It was one thing for tech stock Zebra Technologies (NASDAQ:ZBRA) to roll out a winning quarter. But when it was revealed that the next quarter wasn’t likely to deliver such wins, investors took their money and ran. Zebra was down over 10% at the time of writing, all thanks to that dose of cold water that was the post-earnings guidance.
Earnings came in at $3.94 per share, which was a narrow beat over analysts’ projections calling for $3.92. Revenue offered a similarly close call, coming at $1.41 billion, just ahead of the $1.4 billion analysts expected. Worse, though, was that revenue was down 1.4% against the same time the previous year.
Then we got into guidance, and that’s where all hell broke loose. Zebra looks for net sales for the second quarter to be down between 9% and 11% against the preceding year’s sales figures. Conversely, analyst models suggested a sales drop of only 4%. The full year’s sales figures will also be down, but only between 2% and 6%. Still bad news, but perhaps not quite as bad as the next quarter’s projections.
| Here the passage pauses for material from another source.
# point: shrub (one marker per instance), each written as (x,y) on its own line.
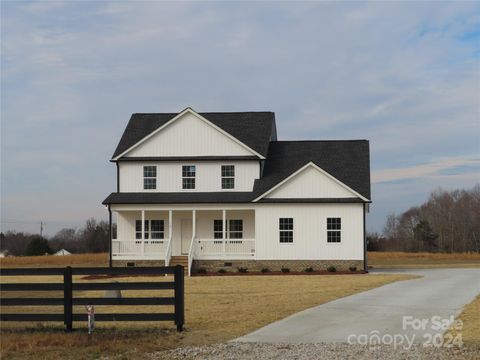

One of the biggest causes of trouble for Zebra here came from foreign currency issues, and it’s a trouble that Zebra expects will persist into the full year.
Despite this, analysts are undaunted. With four Buy ratings and one Hold, Zebra Technologies stock is considered a Strong Buy by analyst consensus. Further, with a current average price target of $358.20, Zebra Technologies stock offers its investors 40.06% upside potential.